Falou-se muito nas congregações gerais sobre as qualidades do novo papa. E, quando eu ouvia, brincava dizendo que essa lista de requisitos é caso mais para as causas dos santos que para o conclave. Certamente o próximo papa terá de congregar um grupo que o ajude a governar bem. É fundamental ter bons assessores. Se o papa tem bons assessores, é um homem de oração, é um homem que se preocupa com a dimensão do pobre, do excluído, do marginalizado, mas também se preocupa com todos os aspectos da Igreja, com todo o povo de Deus, será um grande pontífice. Eu diria, acima de tudo, que precisamos de um papa santo e um papa que saiba realmente escutar. Assim damos continuidade à aquilo que o papa Francisco pretendia com a sinodalidade, ou seja, uma Igreja que escute a todos, que ouça a todos, que dê oportunidade para que todos possam se expressar.
Um Francisco II?
Não acho que o eleito adotaria esse nome. Mesmo que seja um dos cardeais criados por Francisco, não o vejo repetindo o nome. Coitado; se o próximo papa assume essa postura, carregará sobre si um grande peso. Ele pode dar continuidade àquilo que Francisco iniciou, mas ao mesmo tempo dará um caráter seu, próprio do papa que está assumindo o pontificado. Eu acho mais provável um João Paulo, ou qualquer outro nome. Podia ser até Sebastião, puxando a sardinha para o patrono da cidade do Rio de Janeiro. O importante é lembrar que o próximo papa dará as suas características à Igreja.
Esse conclave é marcado por muita informação, todos sabem o que os cardeais já disseram ou fizeram sobre vários temas. O próximo papa, seja quem for, pode assumir já encontrando rejeição ou oposição. Como lidar com isso?
Jesus não agradou a todos, e obviamente não será um papa que conseguirá agradar a todos. Eu digo que eu já tenho pena do próximo pontífice, porque ele realmente terá um grande desafio à sua frente, e tudo que fizer será criticado. Qualquer movimento deve gerar contestação, por causa de algum posicionamento, por causa de ideologia, seja o que for; o próximo papa vai sofrer com críticas. Algumas até totalmente infundadas: se o papa vier com o sapato preto, um grupo vai reclamar; se vier com sapato vermelho, outro grupo vai falar mal, e assim por diante. Acabamos de ver isso nos funerais do papa Francisco, quando o cardeal Kevin Farrell, o camerlengo, usou um pluvial que tinha sido preparado para o papa Bento XVI, mas que ele acabou não utilizando, e só isso já gerou milhões de interpretações.

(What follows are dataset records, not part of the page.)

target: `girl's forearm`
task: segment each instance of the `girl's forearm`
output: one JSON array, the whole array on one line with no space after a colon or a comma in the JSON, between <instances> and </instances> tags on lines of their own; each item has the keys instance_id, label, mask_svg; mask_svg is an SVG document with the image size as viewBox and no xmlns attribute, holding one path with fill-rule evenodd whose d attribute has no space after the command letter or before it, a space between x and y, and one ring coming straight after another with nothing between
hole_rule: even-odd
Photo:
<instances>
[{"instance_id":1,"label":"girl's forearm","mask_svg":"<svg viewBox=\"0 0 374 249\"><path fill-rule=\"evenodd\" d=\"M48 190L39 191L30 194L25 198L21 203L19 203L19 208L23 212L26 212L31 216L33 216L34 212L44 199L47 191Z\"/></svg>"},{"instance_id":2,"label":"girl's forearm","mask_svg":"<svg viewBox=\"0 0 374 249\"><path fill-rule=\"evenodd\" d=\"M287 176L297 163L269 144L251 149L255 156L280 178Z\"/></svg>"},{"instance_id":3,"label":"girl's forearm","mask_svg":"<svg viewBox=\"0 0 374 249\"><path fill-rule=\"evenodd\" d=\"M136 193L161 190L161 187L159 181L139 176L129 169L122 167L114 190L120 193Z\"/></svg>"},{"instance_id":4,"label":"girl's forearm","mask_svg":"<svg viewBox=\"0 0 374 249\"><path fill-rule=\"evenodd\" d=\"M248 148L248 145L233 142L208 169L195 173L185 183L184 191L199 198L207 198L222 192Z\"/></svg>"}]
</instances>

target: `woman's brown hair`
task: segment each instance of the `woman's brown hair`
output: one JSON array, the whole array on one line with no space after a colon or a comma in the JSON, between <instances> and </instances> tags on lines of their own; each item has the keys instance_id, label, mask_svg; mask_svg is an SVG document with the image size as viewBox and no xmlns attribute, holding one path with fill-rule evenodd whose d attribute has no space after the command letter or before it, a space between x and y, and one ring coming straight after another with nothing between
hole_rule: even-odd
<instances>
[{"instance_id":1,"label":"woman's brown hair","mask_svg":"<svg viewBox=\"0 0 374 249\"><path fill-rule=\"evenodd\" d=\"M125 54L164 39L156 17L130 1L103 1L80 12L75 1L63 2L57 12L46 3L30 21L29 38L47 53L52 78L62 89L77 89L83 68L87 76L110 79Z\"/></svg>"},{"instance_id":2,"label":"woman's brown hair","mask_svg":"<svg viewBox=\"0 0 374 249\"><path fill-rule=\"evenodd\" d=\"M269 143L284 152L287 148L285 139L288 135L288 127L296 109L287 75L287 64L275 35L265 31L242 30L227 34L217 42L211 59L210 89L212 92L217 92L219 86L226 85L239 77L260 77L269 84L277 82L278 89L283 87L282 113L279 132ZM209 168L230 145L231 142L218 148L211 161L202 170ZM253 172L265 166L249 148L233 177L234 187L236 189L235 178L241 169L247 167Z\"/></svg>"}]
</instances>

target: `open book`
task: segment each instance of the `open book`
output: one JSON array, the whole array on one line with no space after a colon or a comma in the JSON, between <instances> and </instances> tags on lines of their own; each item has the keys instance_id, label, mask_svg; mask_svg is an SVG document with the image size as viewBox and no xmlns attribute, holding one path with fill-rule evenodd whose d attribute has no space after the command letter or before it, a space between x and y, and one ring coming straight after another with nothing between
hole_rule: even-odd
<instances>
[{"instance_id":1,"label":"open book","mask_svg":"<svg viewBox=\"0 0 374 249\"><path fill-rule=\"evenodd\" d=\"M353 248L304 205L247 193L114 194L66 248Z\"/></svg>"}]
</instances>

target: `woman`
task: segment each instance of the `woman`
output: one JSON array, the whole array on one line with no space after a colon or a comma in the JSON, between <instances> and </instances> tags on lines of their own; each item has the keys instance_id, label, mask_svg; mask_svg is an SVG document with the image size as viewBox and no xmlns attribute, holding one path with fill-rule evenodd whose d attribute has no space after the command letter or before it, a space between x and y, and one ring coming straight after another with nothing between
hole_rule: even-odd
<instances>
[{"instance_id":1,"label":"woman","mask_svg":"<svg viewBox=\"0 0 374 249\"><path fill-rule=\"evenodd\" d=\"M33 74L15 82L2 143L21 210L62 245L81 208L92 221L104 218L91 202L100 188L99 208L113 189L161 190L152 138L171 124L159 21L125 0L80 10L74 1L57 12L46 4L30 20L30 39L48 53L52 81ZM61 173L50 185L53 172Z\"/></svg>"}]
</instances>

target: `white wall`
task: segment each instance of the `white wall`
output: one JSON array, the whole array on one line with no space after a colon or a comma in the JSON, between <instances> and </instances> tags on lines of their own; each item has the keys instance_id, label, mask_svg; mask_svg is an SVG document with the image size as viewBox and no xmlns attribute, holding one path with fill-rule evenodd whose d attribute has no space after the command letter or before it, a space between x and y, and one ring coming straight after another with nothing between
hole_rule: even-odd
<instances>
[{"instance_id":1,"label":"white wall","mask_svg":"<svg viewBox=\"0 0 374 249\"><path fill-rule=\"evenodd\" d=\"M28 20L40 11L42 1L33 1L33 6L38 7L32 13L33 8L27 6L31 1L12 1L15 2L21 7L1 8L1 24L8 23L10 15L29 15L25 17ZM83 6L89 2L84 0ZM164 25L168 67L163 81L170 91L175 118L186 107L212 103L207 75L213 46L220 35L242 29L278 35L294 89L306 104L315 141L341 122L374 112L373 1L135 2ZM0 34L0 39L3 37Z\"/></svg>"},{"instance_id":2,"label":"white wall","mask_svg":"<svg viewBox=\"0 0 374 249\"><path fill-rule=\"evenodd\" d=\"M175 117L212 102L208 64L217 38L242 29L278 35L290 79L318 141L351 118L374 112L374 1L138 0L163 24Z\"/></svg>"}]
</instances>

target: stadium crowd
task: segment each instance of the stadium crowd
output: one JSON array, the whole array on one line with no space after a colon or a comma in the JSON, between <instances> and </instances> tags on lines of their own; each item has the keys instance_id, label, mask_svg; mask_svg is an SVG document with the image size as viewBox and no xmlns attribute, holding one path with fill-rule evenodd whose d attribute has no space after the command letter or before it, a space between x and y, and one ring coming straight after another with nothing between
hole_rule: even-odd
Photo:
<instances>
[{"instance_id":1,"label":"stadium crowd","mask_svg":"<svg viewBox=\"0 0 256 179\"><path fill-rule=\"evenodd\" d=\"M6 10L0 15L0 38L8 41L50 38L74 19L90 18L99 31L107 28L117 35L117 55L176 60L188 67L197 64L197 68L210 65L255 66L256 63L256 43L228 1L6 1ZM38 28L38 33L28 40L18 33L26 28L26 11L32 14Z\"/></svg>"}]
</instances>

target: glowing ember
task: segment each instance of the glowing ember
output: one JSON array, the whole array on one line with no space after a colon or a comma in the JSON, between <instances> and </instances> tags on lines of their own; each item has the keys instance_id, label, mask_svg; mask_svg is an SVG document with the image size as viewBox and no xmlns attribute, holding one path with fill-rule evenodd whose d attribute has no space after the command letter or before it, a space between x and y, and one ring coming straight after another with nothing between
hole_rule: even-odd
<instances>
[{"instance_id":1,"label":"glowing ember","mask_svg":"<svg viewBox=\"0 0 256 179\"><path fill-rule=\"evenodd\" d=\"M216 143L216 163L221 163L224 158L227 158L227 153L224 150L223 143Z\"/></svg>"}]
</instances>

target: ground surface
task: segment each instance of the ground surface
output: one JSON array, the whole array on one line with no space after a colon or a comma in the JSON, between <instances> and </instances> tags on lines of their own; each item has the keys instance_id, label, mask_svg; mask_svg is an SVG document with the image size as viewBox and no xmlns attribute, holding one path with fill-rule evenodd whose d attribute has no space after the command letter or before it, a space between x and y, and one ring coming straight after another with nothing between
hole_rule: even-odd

“Cada um cria um papa na sua cabeça, e quer que este papa seja adequado à sua expectativa. Não é assim: o papa vai ser adequado à realidade.”
Monsenhor André Sampaio
Eu diria que temos de deixar o papa governar com paz. Vamos dar o nosso crédito, a nossa confiança, a nossa oração, o nosso apoio ao novo papa. Quem será ele? Não sabemos, mas que seja realmente aquele papa para esta época, para esse momento. A igreja tem um movimento: João XXIII, depois Paulo VI, João Paulo I, João Paulo II, Bento XVI e Francisco. Existe um ir e vir dessa onda do mar, que não é o da Galileia, mas que leva a Igreja, que é a barca de Pedro, e que caracteriza a história da Igreja. Uma história de 266 homens que foram escolhidos para serem vigários de Cristo.
Será preciso desarmar muitas expectativas, então...
Cada um cria um papa na sua cabeça, e quer que este papa seja adequado à sua expectativa. Não é assim: o papa vai ser adequado à realidade, à realidade da sua humanidade. Terá virtudes e defeitos. Quanto a nós, precisamos aprender a conviver com a diversidade. Um exemplo: a Igreja Católica não se resume à igreja latina. Na sua universalidade, ela é composta por 24 igrejas, a latina e 23 igrejas orientais, que vêm da tradição alexandrina, armena, antioquena, bizantina e caldeia; nós tivemos um vislumbre disso no funeral do papa, com os patriarcas e arcebispos maiores prestando a sua homenagem com o uso da língua grega, porque é o idioma do maior grupo das igrejas orientais. Se a Igreja é rica na sua diversidade, por que essa tendência de querer um uníssono? A unidade se dá exatamente no respeito pelo pontífice, na nossa fidelidade a este que vai assumir o trono de Pedro.